I'm not the most technically sound guy. But this sort of experiment would've ent... | Hacker News

Hacker Newsnew | past | comments | ask | show | jobs | submit

		tolerance 7 months ago \| parent \| context \| favorite \| on: I watched Gemini CLI hallucinate and delete my fil... I'm not the most technically sound guy. But this sort of experiment would've entailed running on a VM if it were up to me. Especially being aware of the Replit incidence the author refers to. Tsk. Throw a trick task at it and see what happens. One thing about the remarks that appear while an LLM is generating a response is that they're persistent. And eager to please in general.
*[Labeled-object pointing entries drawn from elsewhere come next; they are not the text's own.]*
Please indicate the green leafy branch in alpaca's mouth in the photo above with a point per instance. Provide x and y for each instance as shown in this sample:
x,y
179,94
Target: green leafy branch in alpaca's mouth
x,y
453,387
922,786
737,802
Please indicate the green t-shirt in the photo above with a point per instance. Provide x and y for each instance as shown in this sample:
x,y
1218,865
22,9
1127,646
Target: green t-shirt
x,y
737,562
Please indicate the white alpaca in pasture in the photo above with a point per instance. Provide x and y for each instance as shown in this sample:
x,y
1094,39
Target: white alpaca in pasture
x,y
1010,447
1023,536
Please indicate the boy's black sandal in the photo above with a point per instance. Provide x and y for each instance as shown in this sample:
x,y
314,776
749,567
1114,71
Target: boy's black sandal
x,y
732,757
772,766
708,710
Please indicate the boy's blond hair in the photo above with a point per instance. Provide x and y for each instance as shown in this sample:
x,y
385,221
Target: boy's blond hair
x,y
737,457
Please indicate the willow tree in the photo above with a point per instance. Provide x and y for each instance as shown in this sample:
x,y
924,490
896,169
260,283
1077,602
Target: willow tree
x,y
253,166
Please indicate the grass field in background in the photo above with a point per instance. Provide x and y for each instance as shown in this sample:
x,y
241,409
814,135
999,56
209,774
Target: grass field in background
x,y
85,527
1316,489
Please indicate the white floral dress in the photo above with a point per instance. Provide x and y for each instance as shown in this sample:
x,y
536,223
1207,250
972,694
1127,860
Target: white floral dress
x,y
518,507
This makes me question the extent that these agents are capable of reading files or "state" on the system like a traditional program can or do they just run commands willy nilly and only the user can determine their success or failure after the fact. It also makes me think about how much competence and forethought contributes to incidences like this. Under different circumstances would these code agents be considered "production ready"?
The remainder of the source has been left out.